Female Representation in Entrepreneurship

The world is changing as women are taking over the world with not only their motherhood, but also by being great leaders in the community. For many years men were seen as businessmen and women were only limited to a housewife. However, the world is changing, we are changing. Creating change is how we make a difference in the world. Different ideas are how we can collaborate and help each other in making this world a better and safer place. We all have a choice of being a teacher, a housewife, or a businesswoman. Therefore, we all should have equal rights in any field we go whether it's accessing funding, getting respect as business owners, etc. 

However, despite women having started taking the role of entrepreneurs, business owners or business leaders, they still face many challenges that make it difficult. The statistics show that females are less likely than males to start  businesses. Barriers such as limited funding, gender biases and limited government support have kept women out of entrepreneurship for decades. These are just one of the few struggles women face in the business world. 

We all deserve to be treated equally whether it comes to women stepping out of the societal role or whether it comes to men role as a breadwinner. Sometimes men struggle with a lot of pressure from family being the breadwinner which is one struggle that should be addressed; the same way women struggle being only limited to the way society sees them.

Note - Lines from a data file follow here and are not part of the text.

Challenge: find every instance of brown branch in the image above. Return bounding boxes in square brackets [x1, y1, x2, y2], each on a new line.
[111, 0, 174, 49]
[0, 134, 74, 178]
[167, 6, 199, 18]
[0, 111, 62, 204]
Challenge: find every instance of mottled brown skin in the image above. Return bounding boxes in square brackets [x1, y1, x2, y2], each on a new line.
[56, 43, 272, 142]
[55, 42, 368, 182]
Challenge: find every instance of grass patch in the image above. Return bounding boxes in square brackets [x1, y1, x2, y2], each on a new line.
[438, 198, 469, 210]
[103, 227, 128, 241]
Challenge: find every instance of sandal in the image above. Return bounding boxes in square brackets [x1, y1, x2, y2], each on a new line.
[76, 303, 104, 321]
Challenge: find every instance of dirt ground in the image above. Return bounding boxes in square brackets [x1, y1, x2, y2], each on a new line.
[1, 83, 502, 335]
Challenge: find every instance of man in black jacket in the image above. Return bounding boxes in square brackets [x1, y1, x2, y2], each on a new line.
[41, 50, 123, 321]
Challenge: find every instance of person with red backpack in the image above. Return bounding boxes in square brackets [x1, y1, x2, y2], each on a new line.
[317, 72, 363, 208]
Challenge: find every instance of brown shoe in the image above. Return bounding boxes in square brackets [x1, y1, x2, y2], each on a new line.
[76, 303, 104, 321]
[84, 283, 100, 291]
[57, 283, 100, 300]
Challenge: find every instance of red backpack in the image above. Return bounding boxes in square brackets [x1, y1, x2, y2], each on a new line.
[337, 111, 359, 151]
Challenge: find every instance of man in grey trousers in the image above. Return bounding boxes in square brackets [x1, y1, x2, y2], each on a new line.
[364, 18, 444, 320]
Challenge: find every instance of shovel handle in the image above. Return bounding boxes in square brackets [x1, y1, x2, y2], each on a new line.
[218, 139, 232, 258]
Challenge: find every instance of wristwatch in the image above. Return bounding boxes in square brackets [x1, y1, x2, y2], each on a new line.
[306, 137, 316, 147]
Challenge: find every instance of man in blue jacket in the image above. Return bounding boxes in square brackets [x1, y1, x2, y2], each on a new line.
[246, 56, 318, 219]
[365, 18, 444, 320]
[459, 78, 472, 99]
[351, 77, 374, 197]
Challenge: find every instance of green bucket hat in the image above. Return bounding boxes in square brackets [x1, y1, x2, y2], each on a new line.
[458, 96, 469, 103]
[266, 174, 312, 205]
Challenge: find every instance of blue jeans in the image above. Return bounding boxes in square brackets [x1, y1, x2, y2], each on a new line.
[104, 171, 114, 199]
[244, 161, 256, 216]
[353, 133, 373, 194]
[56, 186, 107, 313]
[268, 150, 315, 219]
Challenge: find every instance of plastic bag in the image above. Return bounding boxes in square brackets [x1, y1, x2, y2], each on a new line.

According to Business News Daily, Women own 1 in every 5 American businesses – that’s 1.1 million businesses. Women’s businesses are among the leading ventures that lack financial support. It is also common for women to be denied loans because of gender and cultural biases—many institutions tend to fund male-owned businesses. According to Bankrate, Women entrepreneurs (66%) report difficulty in securing the funding they need.

Among the challenges that women experience are less-established business networks, and social and traditional constraints that restrict women’s participation in business. In some countries, women may be required to have a male partner who will do deals, negotiate, and be the face of the business. Regardless of these challenges, the business world is gradually accepting women’s abilities and contributions. 

Hence, encouraging female representation in entrepreneurship could contribute toward reducing inequalities as stipulated in the UN SDG 5 (Gender Equality: Achieve gender equality and empower all women and girls). Gender equality is not only a fundamental human right, but a necessary foundation for a peaceful, prosperous and sustainable world.